Matt O’Brien
The latest version of Elon Musk’s artificial intelligence chatbot Grok reflects the views of billionaire creators, so you may search online for mask stances on the issue before you give your opinion.
The unusual behaviour of the Grok 4, an AI model released late Wednesday by Musk’s company Xai, surprised some experts.
Built using vast amounts of computing power in a Tennessee data center, Grok is Musk’s attempts over rivals such as Openai’s ChatGpt and Google’s Gemini, which build AI assistants that show inference before answering questions.
The deliberate effort to shape the gloke into challengers of considering the “awakening” orthodoxy regarding race, gender and politics of the mask’s tech industry has recently spitted anti-Jewish ratios, celebrating Adolf Hitler and engaging chatbots in trouble when he gave other hate commentary on Musk’s X social media platform pre-voting users.
However, the tendency to consult mask opinions seems to be another issue.
“It’s extraordinary,” said Simon Willison, an independent AI researcher who tests the tool. “You can ask a kind of pointy question that’s around a controversial topic, and you can see Elon Musk literally searching for what he said about this as part of his research into how it should respond.”
One widely shared example on social media was replicated by Willison – asked GROK to comment on the Middle East conflict. The quick question didn’t mention the mask, but the chatbot looked for his guidance anyway.
As a so-called inference model, similar to those created by rivals Openai and Anthropic, Grok 4 shows “thinking” as they pass the steps to process questions and come up with answers. Part of that idea this week was to search for X, the previous Twitter that is now integrated into Xai, because of what Musk said about Israel, Palestine, Gaza and Hamas.
“Elon Musk’s stance could be influenced by him and provide context,” Chatbot told Willison, according to a video in The Interaction. “I’m currently looking at his opinion and seeing if they can lead to the answer.”
Musk and his Xai co-founders introduced the new chatbot at a live-streamed event Wednesday night, but have not released a technical description of the work that AI industry companies usually provide when introducing new models (known as system cards).
The company also did not respond to requests for comment emails on Friday.
“In the past, these strange behaviors have been due to rapid changes to the system,” when engineers program specific instructions to guide the chatbot’s response.
“But this seems to be burned into the heart of Groke, and it’s not clear how that will happen,” Kellogg said. “Mask’s efforts to create the biggest and true AI seem to believe that in some way, their values must match Musk’s own values.”
The lack of transparency is troubling for computer scientist Talia Ringer, a professor at the University of Illinois, Urbana-Champaign.

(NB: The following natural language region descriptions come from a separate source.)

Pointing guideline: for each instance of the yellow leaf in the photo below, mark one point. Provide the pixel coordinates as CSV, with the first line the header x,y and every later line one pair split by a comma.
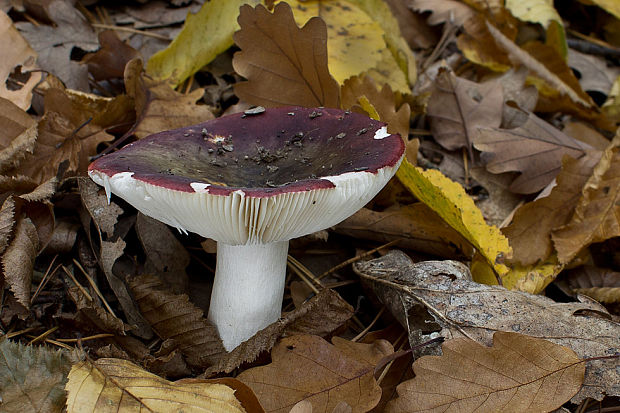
x,y
358,40
528,278
204,35
450,201
519,373
113,385
543,13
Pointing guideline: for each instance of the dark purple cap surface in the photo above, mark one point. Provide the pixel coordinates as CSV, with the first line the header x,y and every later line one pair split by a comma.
x,y
274,151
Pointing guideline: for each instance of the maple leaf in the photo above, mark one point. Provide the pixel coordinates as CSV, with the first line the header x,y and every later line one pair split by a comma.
x,y
284,65
535,149
518,373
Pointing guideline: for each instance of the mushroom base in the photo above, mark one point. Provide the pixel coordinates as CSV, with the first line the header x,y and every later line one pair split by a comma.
x,y
248,289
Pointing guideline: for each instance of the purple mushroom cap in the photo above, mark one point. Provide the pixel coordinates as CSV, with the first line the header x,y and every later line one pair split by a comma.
x,y
207,177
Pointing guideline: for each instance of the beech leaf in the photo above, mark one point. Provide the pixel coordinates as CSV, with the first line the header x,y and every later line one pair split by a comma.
x,y
458,107
32,378
518,373
597,214
461,308
535,149
173,316
309,368
18,260
284,65
112,385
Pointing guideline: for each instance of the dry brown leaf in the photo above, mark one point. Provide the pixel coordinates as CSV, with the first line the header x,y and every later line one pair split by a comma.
x,y
158,106
383,101
530,231
18,260
104,213
109,62
544,62
458,307
420,228
445,11
309,368
19,133
458,107
518,374
54,44
18,56
165,255
113,385
320,316
597,214
69,131
535,149
174,317
284,65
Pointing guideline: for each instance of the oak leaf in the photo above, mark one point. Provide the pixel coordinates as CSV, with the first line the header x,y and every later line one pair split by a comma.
x,y
597,214
284,65
461,308
535,149
518,373
529,232
458,107
309,368
112,385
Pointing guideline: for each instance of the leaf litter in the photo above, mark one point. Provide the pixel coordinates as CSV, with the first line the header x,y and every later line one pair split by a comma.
x,y
532,153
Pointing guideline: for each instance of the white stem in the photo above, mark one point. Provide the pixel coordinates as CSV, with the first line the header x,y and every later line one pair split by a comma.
x,y
248,289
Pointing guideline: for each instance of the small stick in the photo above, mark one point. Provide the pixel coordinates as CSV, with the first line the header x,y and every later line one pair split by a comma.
x,y
130,30
77,284
372,323
92,284
357,258
42,336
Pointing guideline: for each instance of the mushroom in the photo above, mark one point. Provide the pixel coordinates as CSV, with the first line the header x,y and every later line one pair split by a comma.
x,y
252,181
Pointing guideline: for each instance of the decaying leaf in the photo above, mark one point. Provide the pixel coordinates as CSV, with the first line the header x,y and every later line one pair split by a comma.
x,y
112,385
449,200
17,55
535,149
205,35
321,315
383,101
309,368
458,107
32,378
18,260
463,308
597,214
54,44
173,316
158,106
518,373
420,228
530,230
284,65
165,255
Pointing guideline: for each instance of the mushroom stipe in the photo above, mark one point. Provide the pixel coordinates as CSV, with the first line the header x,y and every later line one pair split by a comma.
x,y
252,182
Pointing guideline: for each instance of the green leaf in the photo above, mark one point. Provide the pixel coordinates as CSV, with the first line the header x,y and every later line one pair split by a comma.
x,y
32,378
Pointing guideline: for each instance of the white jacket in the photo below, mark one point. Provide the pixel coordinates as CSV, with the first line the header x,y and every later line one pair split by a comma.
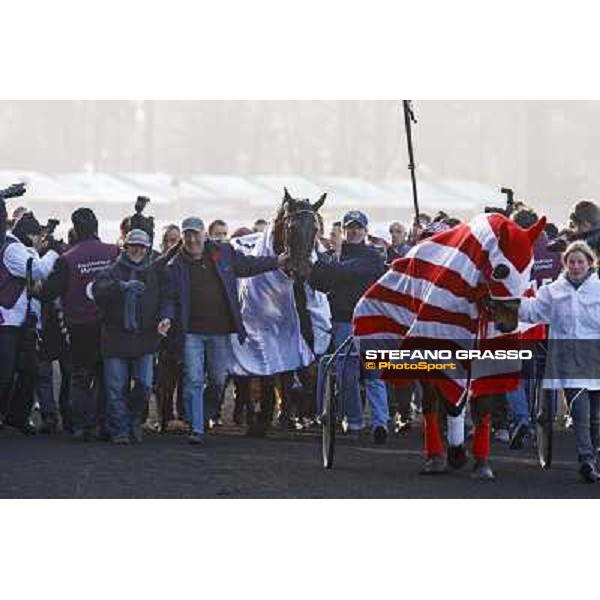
x,y
573,315
15,260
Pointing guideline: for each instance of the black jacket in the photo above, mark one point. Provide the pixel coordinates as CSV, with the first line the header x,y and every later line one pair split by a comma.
x,y
347,279
117,342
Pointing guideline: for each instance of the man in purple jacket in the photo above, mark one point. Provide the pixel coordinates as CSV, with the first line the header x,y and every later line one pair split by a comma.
x,y
73,274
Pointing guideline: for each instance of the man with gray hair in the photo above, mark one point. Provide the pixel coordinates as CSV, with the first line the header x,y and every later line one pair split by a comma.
x,y
204,308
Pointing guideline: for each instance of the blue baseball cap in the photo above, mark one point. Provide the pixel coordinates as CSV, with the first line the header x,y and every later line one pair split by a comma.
x,y
355,216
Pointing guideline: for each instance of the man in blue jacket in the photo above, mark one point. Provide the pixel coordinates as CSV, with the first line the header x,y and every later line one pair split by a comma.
x,y
345,278
203,305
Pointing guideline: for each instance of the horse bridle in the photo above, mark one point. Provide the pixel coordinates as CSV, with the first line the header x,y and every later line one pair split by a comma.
x,y
290,216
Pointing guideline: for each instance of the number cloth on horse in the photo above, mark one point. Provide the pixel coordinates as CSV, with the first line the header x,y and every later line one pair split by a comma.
x,y
275,343
439,291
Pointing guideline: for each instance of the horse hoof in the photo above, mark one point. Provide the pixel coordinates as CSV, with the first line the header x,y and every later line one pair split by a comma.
x,y
456,456
434,465
483,471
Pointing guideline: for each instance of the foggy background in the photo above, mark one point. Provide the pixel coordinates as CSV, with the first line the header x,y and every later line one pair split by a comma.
x,y
545,150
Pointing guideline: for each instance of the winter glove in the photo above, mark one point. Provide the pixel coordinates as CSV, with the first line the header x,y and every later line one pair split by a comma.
x,y
133,286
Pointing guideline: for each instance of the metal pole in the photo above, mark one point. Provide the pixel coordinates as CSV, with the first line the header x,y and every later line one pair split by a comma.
x,y
409,118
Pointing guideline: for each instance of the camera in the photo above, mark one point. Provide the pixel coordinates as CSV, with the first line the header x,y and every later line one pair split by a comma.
x,y
510,204
139,221
51,226
140,204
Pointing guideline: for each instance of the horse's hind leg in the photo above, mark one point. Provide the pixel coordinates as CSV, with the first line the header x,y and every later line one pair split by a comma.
x,y
435,463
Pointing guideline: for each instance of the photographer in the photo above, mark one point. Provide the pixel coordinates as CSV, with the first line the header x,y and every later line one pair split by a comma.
x,y
53,347
20,318
585,220
73,274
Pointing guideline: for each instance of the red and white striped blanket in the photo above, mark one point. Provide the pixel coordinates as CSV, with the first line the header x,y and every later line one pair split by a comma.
x,y
435,293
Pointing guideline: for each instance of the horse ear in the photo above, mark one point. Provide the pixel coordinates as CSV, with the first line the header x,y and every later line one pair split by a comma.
x,y
317,205
536,229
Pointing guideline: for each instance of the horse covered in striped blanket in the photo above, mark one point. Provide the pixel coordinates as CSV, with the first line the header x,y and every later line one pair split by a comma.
x,y
459,289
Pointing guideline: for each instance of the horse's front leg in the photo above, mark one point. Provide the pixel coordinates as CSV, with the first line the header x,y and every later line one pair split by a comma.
x,y
481,409
435,463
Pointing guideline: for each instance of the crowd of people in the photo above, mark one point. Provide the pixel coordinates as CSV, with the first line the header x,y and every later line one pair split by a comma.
x,y
122,322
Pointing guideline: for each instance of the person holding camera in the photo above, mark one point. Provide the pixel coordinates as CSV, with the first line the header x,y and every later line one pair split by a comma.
x,y
70,281
130,295
20,316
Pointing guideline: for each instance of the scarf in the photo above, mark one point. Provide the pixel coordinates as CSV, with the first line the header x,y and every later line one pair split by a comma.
x,y
132,303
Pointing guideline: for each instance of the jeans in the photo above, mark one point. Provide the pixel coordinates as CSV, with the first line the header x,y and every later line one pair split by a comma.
x,y
208,354
348,373
585,410
126,403
519,407
86,394
17,384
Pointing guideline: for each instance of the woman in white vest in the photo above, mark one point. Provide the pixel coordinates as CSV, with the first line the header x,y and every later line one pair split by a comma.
x,y
571,306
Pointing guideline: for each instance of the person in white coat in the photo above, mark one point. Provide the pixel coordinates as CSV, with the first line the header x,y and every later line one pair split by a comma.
x,y
17,377
571,307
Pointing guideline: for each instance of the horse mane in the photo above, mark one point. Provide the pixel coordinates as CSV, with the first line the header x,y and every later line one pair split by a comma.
x,y
278,224
279,221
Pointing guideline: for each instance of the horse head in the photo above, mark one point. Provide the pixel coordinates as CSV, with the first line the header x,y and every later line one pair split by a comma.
x,y
295,230
507,269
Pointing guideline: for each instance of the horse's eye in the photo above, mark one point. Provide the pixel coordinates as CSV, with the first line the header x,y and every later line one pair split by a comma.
x,y
500,272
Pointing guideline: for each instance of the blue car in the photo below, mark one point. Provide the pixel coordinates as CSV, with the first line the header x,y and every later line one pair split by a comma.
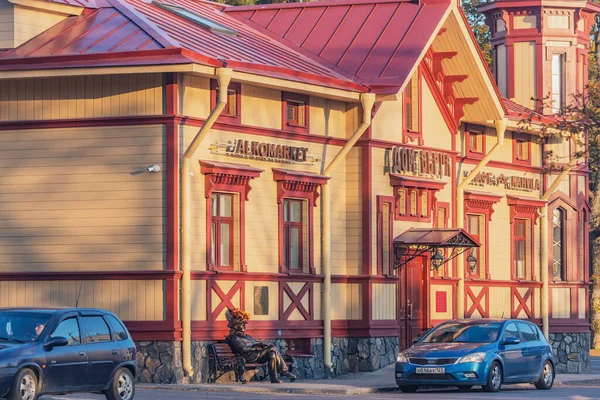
x,y
58,351
467,353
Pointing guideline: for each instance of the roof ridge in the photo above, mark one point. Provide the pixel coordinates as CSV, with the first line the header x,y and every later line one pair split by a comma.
x,y
144,23
322,3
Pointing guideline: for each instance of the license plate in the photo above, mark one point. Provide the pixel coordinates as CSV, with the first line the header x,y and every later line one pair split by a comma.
x,y
439,370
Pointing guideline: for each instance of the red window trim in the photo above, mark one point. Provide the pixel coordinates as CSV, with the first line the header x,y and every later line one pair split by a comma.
x,y
381,200
524,209
419,185
232,119
471,152
412,135
232,178
521,138
298,185
290,126
481,204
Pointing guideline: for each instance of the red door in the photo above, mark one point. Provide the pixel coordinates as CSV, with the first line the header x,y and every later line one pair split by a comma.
x,y
412,301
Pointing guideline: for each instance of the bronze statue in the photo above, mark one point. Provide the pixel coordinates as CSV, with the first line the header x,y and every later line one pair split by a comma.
x,y
254,351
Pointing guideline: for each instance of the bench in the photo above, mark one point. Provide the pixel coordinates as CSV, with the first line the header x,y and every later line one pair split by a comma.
x,y
221,359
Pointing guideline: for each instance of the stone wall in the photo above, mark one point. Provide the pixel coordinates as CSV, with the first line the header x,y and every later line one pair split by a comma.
x,y
571,352
161,362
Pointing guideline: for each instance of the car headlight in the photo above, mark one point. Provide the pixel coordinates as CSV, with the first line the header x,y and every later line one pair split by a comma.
x,y
473,357
402,358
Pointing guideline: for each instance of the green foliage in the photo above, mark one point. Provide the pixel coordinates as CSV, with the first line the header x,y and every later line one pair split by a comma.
x,y
480,29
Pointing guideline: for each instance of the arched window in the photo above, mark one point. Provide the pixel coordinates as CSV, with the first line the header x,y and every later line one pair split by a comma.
x,y
558,244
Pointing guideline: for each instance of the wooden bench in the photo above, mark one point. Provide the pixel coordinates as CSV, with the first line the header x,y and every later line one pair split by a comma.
x,y
221,359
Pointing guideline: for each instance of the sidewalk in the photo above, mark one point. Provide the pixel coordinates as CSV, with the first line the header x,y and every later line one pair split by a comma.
x,y
351,384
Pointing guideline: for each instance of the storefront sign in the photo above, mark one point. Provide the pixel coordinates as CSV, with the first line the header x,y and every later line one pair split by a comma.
x,y
508,181
419,162
264,151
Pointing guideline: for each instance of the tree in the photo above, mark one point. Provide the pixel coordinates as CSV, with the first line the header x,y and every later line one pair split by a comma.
x,y
480,29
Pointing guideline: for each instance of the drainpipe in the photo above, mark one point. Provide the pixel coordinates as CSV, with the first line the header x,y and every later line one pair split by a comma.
x,y
501,125
544,245
223,77
367,100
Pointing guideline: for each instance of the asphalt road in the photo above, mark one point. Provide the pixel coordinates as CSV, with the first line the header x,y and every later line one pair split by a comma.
x,y
558,392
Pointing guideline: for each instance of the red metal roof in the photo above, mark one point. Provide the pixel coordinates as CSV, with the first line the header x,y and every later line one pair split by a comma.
x,y
372,42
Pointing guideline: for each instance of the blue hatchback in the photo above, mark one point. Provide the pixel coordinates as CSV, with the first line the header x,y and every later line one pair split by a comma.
x,y
487,352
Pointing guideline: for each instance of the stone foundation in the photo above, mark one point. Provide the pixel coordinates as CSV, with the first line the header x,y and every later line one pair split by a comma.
x,y
571,352
161,362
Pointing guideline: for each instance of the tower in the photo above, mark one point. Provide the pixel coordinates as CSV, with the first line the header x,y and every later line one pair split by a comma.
x,y
540,48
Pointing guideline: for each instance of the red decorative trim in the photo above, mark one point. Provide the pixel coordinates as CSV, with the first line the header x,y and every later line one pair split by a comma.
x,y
520,303
227,177
381,200
303,185
225,116
226,299
293,126
483,296
296,301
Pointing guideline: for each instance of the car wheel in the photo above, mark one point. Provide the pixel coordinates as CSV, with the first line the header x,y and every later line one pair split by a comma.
x,y
546,377
408,388
24,386
122,386
494,378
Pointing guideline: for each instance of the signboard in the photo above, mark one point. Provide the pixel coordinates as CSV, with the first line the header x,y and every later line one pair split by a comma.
x,y
405,160
510,182
264,151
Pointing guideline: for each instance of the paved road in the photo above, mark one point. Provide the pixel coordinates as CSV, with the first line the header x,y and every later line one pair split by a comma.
x,y
559,392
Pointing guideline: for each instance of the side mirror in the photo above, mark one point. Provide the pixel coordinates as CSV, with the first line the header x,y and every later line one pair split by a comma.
x,y
57,341
512,340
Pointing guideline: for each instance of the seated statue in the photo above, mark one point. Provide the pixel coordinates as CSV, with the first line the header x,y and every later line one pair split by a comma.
x,y
254,351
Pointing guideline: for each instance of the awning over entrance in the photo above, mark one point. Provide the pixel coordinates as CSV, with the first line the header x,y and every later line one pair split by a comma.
x,y
442,245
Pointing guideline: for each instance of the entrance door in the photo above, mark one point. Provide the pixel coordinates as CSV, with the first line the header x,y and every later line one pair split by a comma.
x,y
412,301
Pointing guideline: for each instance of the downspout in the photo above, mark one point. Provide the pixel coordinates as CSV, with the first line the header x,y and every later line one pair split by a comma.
x,y
223,77
544,245
367,101
501,125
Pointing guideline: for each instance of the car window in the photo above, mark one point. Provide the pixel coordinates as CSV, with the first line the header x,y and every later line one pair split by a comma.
x,y
69,329
118,329
511,331
96,330
528,334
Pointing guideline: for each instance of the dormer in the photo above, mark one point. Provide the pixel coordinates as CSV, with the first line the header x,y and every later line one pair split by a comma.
x,y
21,20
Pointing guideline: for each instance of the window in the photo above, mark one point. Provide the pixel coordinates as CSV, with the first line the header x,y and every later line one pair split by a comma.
x,y
475,143
558,82
296,199
96,330
522,263
528,332
226,190
412,110
292,234
295,112
510,331
222,230
558,241
119,331
232,111
476,227
521,149
69,329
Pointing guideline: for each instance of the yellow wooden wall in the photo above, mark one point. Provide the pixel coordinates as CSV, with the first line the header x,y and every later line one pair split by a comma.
x,y
131,300
81,97
81,199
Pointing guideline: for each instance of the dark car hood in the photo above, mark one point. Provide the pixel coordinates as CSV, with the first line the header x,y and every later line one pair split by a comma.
x,y
444,350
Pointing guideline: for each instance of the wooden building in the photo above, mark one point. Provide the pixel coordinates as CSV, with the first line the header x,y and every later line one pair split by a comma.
x,y
170,159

Ringer said that the most plausible explanation of Glock’s quest for Musk’s guidance assumes that the person seeks Zai or Musk’s opinion.
“I think people expect opinions from inference models that cannot be addressed by opinions,” Ringer said. “So, for example, interpret “Israel or Palestine, or Palestine.” “Who supports Xai’s leadership?”
Willison also found the Grok 4’s capabilities to be impressive, but people who buy the software “don’t want a surprise that would turn it into ‘Mechahitler’ or decide to search for what Musk is thinking about the issue.”
“The Grok 4 looks like a very powerful model. It does great things with all the benchmarks,” says Willison. “But if you’re building software on top of it, you need transparency.”